# Duplicate Data

A data set might have duplicate data: in other words, the same record is represented multiple times. Sometimes, it's easy to find and eliminate duplicate data like when two records are exactly the same. At other times, like what was discussed in the video, duplicate data is hard to spot. 

## Exercise 1

From the World Bank GDP data, count the number of countries that have had a project totalamt greater than 1 billion dollars (1,000,000,000). To get the count, you'll have to remove duplicate data rows.

In [14]:
import pandas as pd
import numpy as np

In [2]:
# read in the projects data set and do some basic wrangling 
projects = pd.read_csv('../data/projects_data.csv', dtype=str)
projects.drop('Unnamed: 56', axis=1, inplace=True)
projects['totalamt'] = pd.to_numeric(projects['totalamt'].str.replace(',', ''))
projects['countryname'] = projects['countryname'].str.split(';', expand=True)[0]
projects['boardapprovaldate'] = pd.to_datetime(projects['boardapprovaldate'])

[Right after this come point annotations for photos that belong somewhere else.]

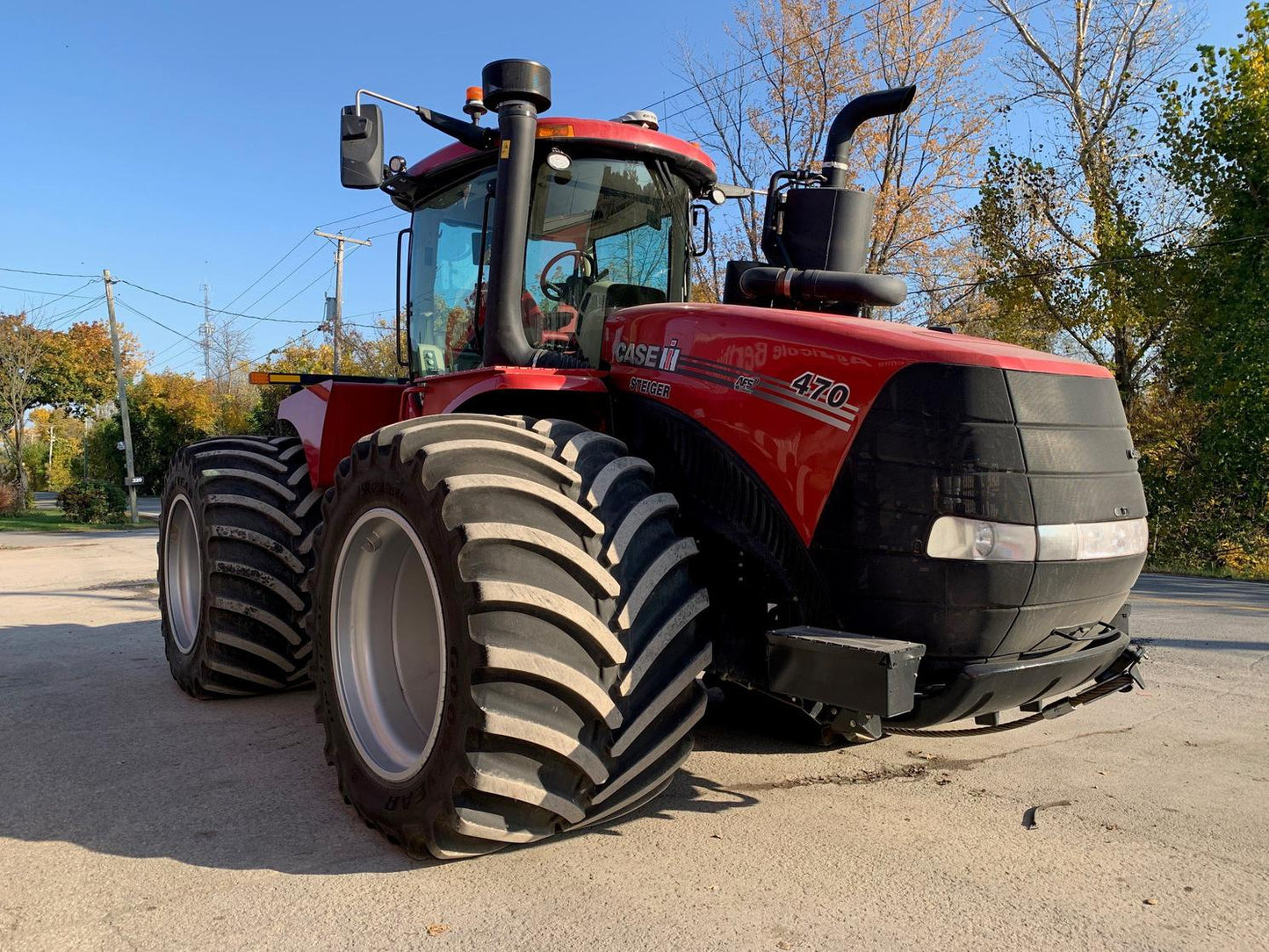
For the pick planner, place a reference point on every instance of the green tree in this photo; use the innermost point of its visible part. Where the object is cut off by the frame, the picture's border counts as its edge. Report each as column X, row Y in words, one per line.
column 1064, row 222
column 1218, row 352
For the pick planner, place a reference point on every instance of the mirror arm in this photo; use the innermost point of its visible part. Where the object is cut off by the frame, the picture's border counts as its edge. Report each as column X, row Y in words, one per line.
column 466, row 133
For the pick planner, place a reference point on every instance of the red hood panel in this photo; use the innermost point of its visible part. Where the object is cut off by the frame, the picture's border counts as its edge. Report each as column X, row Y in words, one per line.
column 787, row 390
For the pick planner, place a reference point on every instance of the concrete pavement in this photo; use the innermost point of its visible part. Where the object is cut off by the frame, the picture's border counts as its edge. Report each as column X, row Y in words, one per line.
column 133, row 817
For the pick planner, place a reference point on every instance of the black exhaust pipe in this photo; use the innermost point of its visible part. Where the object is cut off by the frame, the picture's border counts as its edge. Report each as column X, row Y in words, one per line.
column 858, row 111
column 518, row 90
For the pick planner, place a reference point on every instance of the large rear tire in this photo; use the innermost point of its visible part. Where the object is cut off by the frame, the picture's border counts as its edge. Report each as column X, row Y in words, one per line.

# TODO: filter the data frame for projects over 1 billion dollars
# TODO: count the number of unique countries in the results

In [8]:
projects.query('totalamt > 1000000000')['countryname'].nunique()

17

## Exercise 2 (challenge)

This exercise is more challenging. The projects data set contains data about Yugoslavia, which was an Eastern European country until 1992. Yugoslavia eventually broke up into 7 countries: Bosnia and Herzegovina, Croatia, Kosovo, Macedonia, Montenegro, Serbia, and Slovenia.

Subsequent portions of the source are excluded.